Thatcher 1986.

Study characteristics
Methods	Phase III parallel‐group RCT. Open label study.
Participants	Untreated metastatic melanoma. Randomised participants: 79.
Interventions	Two‐arm trial: C parvum 2 mg/m² SC every 3 weeks for a maximum of 8 courses (N = 40); Observation (N = 39). All participants who had disease progression were treated with dacarbazine 250 mg/m² IV daily on days 1 to 5 and actinomycin D 1.5 mg/m² IV on day 1 every 3 weeks.
Outcomes	Overall survival. Tumour response. Toxicity.
Notes	Quality of life: not reported. Cross‐over: not allowed. Participants with brain metastasis: excluded. Median follow‐up: > 36 months.
Risk of bias
Bias	Authors' judgement	Support for judgement
Random sequence generation (selection bias)	Unclear risk	Quote: "Patients were randomized". Comment: However, there was insufficient information to permit judgment.

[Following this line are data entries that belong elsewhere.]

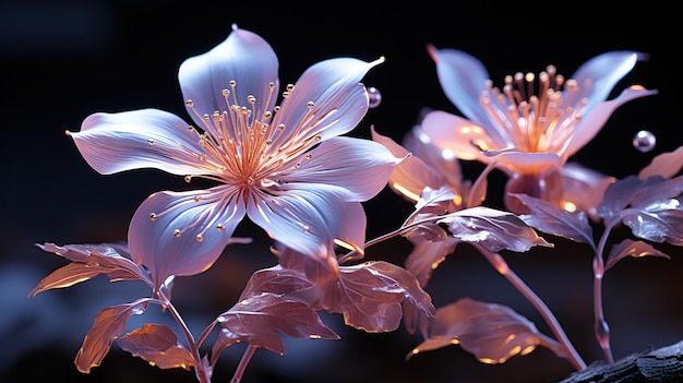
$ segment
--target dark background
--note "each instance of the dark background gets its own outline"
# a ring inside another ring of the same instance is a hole
[[[558,9],[522,5],[415,3],[368,10],[315,2],[273,8],[227,1],[0,1],[0,381],[194,381],[191,372],[149,367],[120,352],[116,344],[89,375],[73,366],[97,311],[148,294],[144,286],[110,284],[103,277],[26,296],[63,264],[34,243],[122,240],[128,220],[146,195],[188,187],[180,177],[155,170],[100,176],[85,164],[64,131],[79,130],[95,111],[155,107],[187,117],[178,67],[223,41],[232,23],[273,46],[283,83],[293,83],[305,68],[327,58],[370,61],[385,56],[386,62],[364,80],[381,91],[382,104],[351,134],[369,136],[374,124],[397,141],[423,107],[457,111],[441,91],[424,49],[428,43],[478,57],[496,85],[506,74],[538,73],[549,63],[568,76],[608,50],[649,52],[650,60],[639,62],[614,95],[634,83],[658,88],[659,95],[618,109],[574,159],[624,177],[682,143],[683,99],[674,60],[680,33],[672,9],[647,2],[598,14],[595,7],[580,9],[573,2]],[[632,146],[633,135],[642,129],[658,137],[650,153]],[[464,167],[480,170],[477,164]],[[491,175],[491,190],[500,190],[502,180],[501,175]],[[398,196],[382,192],[367,204],[368,238],[398,227],[410,210]],[[238,235],[253,236],[256,242],[235,248],[202,275],[177,282],[173,298],[196,334],[235,303],[254,270],[276,262],[267,252],[267,240],[250,223],[240,225]],[[552,241],[564,250],[504,255],[554,310],[586,361],[599,360],[602,356],[592,337],[589,249]],[[616,358],[683,338],[683,253],[680,248],[660,248],[672,255],[670,261],[624,260],[604,279],[604,309]],[[397,239],[369,249],[368,258],[400,263],[407,251],[406,242]],[[436,270],[429,288],[436,306],[460,297],[500,302],[550,334],[529,303],[467,246]],[[403,327],[366,334],[344,326],[339,315],[323,319],[342,340],[286,339],[285,356],[259,350],[243,382],[553,382],[572,372],[566,360],[541,348],[499,366],[479,363],[459,346],[405,361],[420,339]],[[160,321],[168,321],[167,315],[151,310],[131,325]],[[239,346],[224,351],[214,382],[228,382],[240,356]]]

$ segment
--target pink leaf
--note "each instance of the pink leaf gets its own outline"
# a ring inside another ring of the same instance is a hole
[[[344,315],[345,323],[367,332],[391,332],[400,324],[402,303],[432,315],[431,297],[405,268],[387,262],[339,267],[338,283],[321,287],[323,309]]]
[[[310,256],[303,256],[303,260],[307,258],[310,259]],[[311,291],[313,288],[313,283],[305,277],[303,272],[276,265],[254,272],[247,282],[239,300],[269,292],[280,296],[287,295],[290,298],[312,295],[311,301],[302,299],[307,303],[312,303],[317,299],[315,291]]]
[[[484,363],[504,363],[515,355],[531,352],[540,343],[534,323],[506,306],[463,298],[440,308],[429,338],[408,356],[459,344]]]
[[[145,272],[130,259],[120,255],[124,246],[112,244],[69,244],[58,247],[53,243],[36,244],[40,249],[63,256],[72,263],[62,266],[38,283],[28,296],[34,297],[52,288],[64,288],[105,274],[110,280],[142,279],[148,282]]]
[[[511,195],[519,199],[531,211],[529,215],[519,216],[527,225],[547,234],[595,247],[592,227],[586,213],[567,212],[548,201],[527,194],[513,193]]]
[[[75,366],[79,371],[89,373],[93,367],[99,366],[109,354],[113,339],[125,330],[128,319],[146,310],[148,301],[149,299],[140,299],[133,303],[115,306],[99,311],[76,355]]]
[[[190,370],[196,363],[192,354],[178,344],[178,337],[166,325],[145,324],[117,339],[117,343],[124,351],[159,369]]]
[[[451,213],[439,223],[446,224],[453,237],[460,241],[480,243],[491,252],[524,252],[537,244],[552,247],[518,216],[489,207]]]
[[[643,241],[634,241],[632,239],[624,239],[620,243],[612,247],[612,249],[610,250],[610,255],[607,258],[604,270],[609,270],[614,264],[616,264],[616,262],[626,256],[640,258],[646,255],[670,259],[669,255],[655,249],[649,243]]]
[[[217,321],[223,326],[213,347],[217,355],[237,342],[285,354],[280,335],[295,338],[338,339],[339,336],[325,326],[315,310],[286,296],[263,292],[240,300]]]

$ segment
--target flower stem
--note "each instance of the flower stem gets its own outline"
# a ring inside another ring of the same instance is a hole
[[[247,349],[244,350],[244,355],[242,355],[242,359],[240,359],[240,363],[237,367],[237,370],[235,370],[235,374],[232,375],[232,380],[230,381],[230,383],[240,383],[240,381],[242,380],[242,375],[244,375],[244,370],[247,370],[247,364],[249,364],[249,361],[251,360],[251,357],[253,357],[255,351],[256,347],[252,345],[249,345],[247,347]]]
[[[527,286],[527,284],[525,284],[524,280],[522,280],[522,278],[519,278],[517,274],[510,268],[507,262],[505,262],[500,254],[490,252],[484,247],[476,242],[472,243],[472,246],[481,252],[487,261],[489,261],[501,275],[515,286],[515,288],[522,292],[522,295],[524,295],[524,297],[527,298],[531,304],[534,304],[536,310],[538,310],[538,312],[543,316],[543,320],[554,334],[555,338],[563,346],[563,351],[570,362],[574,366],[574,369],[577,371],[584,370],[586,368],[586,362],[578,355],[574,345],[572,345],[572,342],[570,342],[570,338],[564,333],[564,330],[562,330],[560,322],[558,322],[558,319],[548,308],[546,302],[543,302],[543,300],[540,299],[540,297],[536,295],[536,292],[534,292],[534,290],[531,290],[531,288],[529,288],[529,286]]]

Allocation concealment (selection bias)	Unclear risk	There was insufficient information to permit judgment.
Blinding of participants and personnel (performance bias) All outcomes	Low risk	As an open label study, no blinding of participants or personnel was possible. However, we believe that in this setting (metastatic melanoma), with the treatments tested and outcomes assessed, the knowledge of which intervention was received or administered (rather than the intervention itself), could not affect the outcomes under investigation. Therefore, we judged the risk of performance bias as low.
Blinding of outcome assessment (detection bias) All outcomes	Unclear risk	There was insufficient information to permit judgment.
Incomplete outcome data (attrition bias) All outcomes	Unclear risk	There was insufficient information to permit judgment.
Selective reporting (reporting bias)	Unclear risk	Published reports included all expected outcomes. However, no protocol was available so it was unclear if all planned outcomes were reported.
Other bias	Low risk	The study appeared to be free of other sources of bias.